Faith blushed, overwhelmed; her right hand wandered to her mouth. Mr. Kenny was visibly wondering whether to steer Charity into another social ordeal. Charity leaned against the brown girl, observing Artemis to the exclusion of all else on earth, particularly Benjamin Cory. Faith turned to Ben, astoundingly, swaying so near that her face under the ribboned calash must tilt up to look at him. She clutched the bonnet, though it was well tied. “Pray allow me to tack into the lee of you, Mr. Cory, to shelter my silly bonnet—your shoulders are broad enough.”
Later in white nights Ben thought: She said that, and to me.…
Later also Ben found it hard to recall anything else said by Faith or himself—small talk, surely—in those moments of nearness while Artemis, clear of the harbor shipping, moved down on them tranquilly, a great wind-begotten dream realizing herself in the here-and-now.

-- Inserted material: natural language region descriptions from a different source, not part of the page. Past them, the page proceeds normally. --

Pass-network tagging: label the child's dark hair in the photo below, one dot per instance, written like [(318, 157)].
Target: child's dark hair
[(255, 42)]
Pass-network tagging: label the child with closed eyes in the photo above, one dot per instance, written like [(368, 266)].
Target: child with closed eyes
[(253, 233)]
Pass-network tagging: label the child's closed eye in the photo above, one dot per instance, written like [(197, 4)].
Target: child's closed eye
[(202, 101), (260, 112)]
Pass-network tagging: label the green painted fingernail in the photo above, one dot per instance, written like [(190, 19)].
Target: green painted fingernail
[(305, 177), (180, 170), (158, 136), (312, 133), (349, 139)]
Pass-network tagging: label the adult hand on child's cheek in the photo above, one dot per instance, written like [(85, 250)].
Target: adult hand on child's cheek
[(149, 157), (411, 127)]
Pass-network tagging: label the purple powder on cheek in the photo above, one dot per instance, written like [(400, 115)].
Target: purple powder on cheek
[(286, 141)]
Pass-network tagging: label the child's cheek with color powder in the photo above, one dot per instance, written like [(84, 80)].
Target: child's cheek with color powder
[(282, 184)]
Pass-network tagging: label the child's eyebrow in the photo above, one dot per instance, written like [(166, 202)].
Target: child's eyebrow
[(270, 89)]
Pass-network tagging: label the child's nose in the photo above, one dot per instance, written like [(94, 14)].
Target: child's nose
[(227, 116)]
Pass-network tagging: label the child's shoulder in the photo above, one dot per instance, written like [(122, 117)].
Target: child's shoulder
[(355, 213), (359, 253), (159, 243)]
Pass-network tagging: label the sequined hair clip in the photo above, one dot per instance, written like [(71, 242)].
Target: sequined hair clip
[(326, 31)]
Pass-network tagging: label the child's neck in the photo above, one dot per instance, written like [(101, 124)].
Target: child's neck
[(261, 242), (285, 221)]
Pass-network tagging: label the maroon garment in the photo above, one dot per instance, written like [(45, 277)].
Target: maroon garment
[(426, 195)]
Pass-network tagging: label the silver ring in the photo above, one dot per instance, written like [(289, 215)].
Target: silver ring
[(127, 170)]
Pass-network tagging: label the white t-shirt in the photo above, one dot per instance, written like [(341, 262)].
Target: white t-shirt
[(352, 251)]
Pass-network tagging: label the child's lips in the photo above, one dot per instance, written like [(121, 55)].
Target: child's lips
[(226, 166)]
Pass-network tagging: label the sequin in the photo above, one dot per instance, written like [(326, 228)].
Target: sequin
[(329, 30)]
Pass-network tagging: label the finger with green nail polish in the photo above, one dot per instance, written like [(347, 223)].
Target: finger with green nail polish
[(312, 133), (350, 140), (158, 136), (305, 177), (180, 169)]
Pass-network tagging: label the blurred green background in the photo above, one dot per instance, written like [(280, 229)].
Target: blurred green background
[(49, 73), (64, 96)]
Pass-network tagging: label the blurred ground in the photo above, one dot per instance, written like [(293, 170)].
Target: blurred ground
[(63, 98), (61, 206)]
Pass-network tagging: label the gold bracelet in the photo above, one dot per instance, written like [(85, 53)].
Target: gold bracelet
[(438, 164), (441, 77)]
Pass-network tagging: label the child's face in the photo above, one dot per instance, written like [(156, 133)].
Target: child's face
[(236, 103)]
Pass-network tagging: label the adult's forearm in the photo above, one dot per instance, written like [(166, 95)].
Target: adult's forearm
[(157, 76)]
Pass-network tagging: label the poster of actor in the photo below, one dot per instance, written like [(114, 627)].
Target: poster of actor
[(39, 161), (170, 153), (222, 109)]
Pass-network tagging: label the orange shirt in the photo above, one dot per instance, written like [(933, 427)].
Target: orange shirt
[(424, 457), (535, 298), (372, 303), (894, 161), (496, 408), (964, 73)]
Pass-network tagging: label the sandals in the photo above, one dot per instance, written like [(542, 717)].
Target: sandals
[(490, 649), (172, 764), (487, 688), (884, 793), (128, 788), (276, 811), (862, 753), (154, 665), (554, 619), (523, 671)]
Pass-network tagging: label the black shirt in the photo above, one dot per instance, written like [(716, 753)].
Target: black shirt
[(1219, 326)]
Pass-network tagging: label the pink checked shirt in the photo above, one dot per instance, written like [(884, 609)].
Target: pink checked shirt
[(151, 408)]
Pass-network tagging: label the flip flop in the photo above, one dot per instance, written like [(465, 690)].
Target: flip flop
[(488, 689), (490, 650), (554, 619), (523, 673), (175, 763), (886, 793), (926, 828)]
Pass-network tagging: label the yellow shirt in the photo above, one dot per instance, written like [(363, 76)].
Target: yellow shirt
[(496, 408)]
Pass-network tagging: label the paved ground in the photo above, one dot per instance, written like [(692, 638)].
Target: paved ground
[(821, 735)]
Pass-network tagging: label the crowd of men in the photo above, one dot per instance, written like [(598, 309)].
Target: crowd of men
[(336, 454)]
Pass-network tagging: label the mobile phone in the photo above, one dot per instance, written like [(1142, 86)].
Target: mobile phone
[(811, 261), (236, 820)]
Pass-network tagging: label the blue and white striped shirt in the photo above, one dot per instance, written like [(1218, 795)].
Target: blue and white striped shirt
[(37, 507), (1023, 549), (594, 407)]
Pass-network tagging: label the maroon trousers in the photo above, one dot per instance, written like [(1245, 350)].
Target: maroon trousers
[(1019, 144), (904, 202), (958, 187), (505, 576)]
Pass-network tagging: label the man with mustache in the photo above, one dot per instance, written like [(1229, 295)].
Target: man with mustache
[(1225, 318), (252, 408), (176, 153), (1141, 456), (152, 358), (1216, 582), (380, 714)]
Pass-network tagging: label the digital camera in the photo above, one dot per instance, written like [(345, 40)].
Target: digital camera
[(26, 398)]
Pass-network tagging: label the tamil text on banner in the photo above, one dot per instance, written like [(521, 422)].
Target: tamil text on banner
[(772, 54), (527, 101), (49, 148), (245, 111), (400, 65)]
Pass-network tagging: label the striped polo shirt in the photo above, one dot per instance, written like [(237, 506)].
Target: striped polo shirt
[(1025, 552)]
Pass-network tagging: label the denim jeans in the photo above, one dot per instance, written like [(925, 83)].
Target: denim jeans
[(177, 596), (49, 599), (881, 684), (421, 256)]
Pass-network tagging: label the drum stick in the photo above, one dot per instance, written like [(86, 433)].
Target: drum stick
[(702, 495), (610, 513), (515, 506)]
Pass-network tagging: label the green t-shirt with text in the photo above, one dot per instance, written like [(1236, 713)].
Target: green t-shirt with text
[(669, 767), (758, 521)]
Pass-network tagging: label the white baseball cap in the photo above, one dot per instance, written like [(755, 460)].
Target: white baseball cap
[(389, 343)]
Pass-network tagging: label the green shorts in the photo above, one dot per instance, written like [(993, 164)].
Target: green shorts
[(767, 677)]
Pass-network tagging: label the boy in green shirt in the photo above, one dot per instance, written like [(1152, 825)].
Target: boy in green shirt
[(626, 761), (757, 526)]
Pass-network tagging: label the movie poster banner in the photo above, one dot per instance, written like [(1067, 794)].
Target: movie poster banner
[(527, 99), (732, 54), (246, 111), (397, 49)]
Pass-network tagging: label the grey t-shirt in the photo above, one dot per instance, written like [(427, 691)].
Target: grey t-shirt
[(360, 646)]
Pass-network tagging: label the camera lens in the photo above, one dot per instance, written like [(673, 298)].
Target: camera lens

A round bulky man held a rope at the bow of Artemis. Below him a face cruelly pure and calm, carved from apple-wood a year ago by an old artist of Dorchester who was nearly blind, stared into a world of many homelands. In the momentary enclosing silence, Ben saw a flash of startled recognition between that stout man in the bow and Daniel Shawn; since both looked away immediately, Ben dismissed it as a vagary of his own imagination, or none of his business. The stout man was unknown to Ben, perhaps one of the replacements signed on at Kingston; a greasy, unrevealing face. Ben heard a flurry of shouts from men aboard and men on the dock who knew each other. He also found a face he knew, and waved—the mate, yellow-haired Jan Dyckman, who had visited at Roxbury, brick-solid and big, a shy and gentle soul ashore, moving with a warm confidence in all the ways of his Lutheran God. But Jan did not see Ben’s wave or had no time for it, taut at the starboard rail and watching simultaneously every inch of remaining canvas, every ripple between Artemis and the wharf.